Setelah pamit undur diri kepada teman satu dapurnya, Grahita langsung pergi ke rumah milik Soeroso Pramonoadmodjo yang terletak tak jauh dari restoran tempat ia bekerja. Dengan mengendarai BMW keluaran tahun 2010 milik sang mendiang opanya, Grahita meluncur tanpa hambatan. Setengah jam kemudian Grahita sampai di rumah dengan gaya Mediterania yang kental sekali dengan kata mewah.

Grahita menunduk sopan pada satpam yang setia menjaga keamanan disana. "Neng Tata?" Pak Slamet, satpam yang sudah mengabdi hampir 30 tahun itu kaget melihat nona muda mereka datang lagi setelah 6 tahun tak menampakkan wajahnya. Grahita lalu tersenyum pada pak Slamet yang kini semakin menua.

"Selamat malam Pak. Pak Slamet gimana kabarnya?" Tanya Grahita setelah perempuan itu menyalami pak Slamet dengan sopan.

Pak Slamet yang masih kaget pun menjawab, "Alhamdulillah baik neng. Ya Allah akhirnya bapak ketemu neng lagi. Neng Tata gimana kabarnya? Sudah lama neng nggak datang kemari."

"Alhamdulillah baik Pak. Saya beberapa tahun ini memang tidak pulang. Saya fokus sama cita-cita saya pak."

Lalu pak Slamet melebarkan matanya, "Wahhh.. Berarti sekarang sudah jadi chef dong." Grahita tertawa kecil dan mengangguk. "Iya pak."

"Eh saya masuk dulu ya pak. Lain kali kita bicara panjang lebar." Pamit Grahita dan di angguki oleh pak Slamet. Lalu Grahita melajukan kembali mobilnya untuk di masukkan ke dalam garasi luar yang tersedia di rumah sang eyang.

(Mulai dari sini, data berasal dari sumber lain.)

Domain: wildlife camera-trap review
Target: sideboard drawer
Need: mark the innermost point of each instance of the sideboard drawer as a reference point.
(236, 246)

Sejenak Grahita memandangi rumah yang sudah ia tinggalkan bertahun-tahun itu. Suasananya masih sama, hanya saja perubahan bentuk taman depan yang nampak sedikit di rubah, namun ciri khas rumah tersebut masih kental sekali. Grahita lalu menghembuskan nafasnya pelan. Sejak dulu ia malas untuk sekedar datang ke rumah tersebut. Ada banyak alasan yang membuatnya enggan untuk menginjakkan kakinya disana. Jika bukan acara penting, Grahita lebih baik pergi ke tempat lain daripada harus menginjakkan kakinya disana.

Perlahan Grahita berjalan menuju pintu depan. Grahita memencet bel rumah tersebut. Bisa saja ia langsung masuk, tapi Grahita enggan melakukannya.

Kemudian seorang pelayan muda membukakan pintunya dan Grahita langsung masuk setelah di persilahkan. Grahita langsung di bawa di ruang makan yang sudah penuh dengan keluarga yang lainnya.

"Selamat datang Grahita cucu eyang. Sini nduk, eyangmu rindu sama kamu." Grahita masih memegang teguh unggah-ungguh sebab ia juga masih memiliki darah Jawa yang kental oleh karena itu ia mendekat ke arah eyangnya dan mencium tangan sang eyang dengan takjim.

Kemudian tuan Soeroso memeluk erat sang cucu yang sudah di rindukannya bertahun-tahun. Bertahun-tahun pula tuan Soeroso memendam rindu dan rasa bersalah secara bersama, menggerogoti hingga raganya kini tak sekuat dahulu.

Lalu tuan Soeroso menggiring Grahita untuk duduk di dekatnya. Mata Grahita sekilas menatap orang-orang yang menjadi alasannya untuk enggan sowan ke rumah sang eyang.

"Gimana kabarmu? Gimana juga sekolahmu? eyang harap kabar baik yang eyang terima."

Grahita tersenyum tipis. Sebenarnya Grahita tak membenci sang eyang, justru alasannya ia datang hanya untuk beliau, mungkin karena satu hal yang membuat Grahita agak menjaga jarak yaitu sang eyang yang membiarkan orang-orang yang menjadi alasannya untuk menjadi orang pembenci itu justru hidup seatap dengan beliau. Grahita benci dan malas untuk sekedar main kemari. Namun ia juga punya hati sehingga kadang kala dulu juga pergi kemari, bukan untuk apa, hanya sekedar menjenguk eyangnya.

Grahita bisa dibilang sebagai cucu kesayangan tuan Soeroso. Hal itu tentu menimbulkan gesekan di antara keluarga besarnya. Tapi Grahita tak peduli. Perempuan itu juga tak peduli semisal di anak emaskan oleh keluarga besar Pramonoadmodjo. Lebih baik ia hidup sederhana bersama sang oma dan opanya. Itu lebih dari cukup.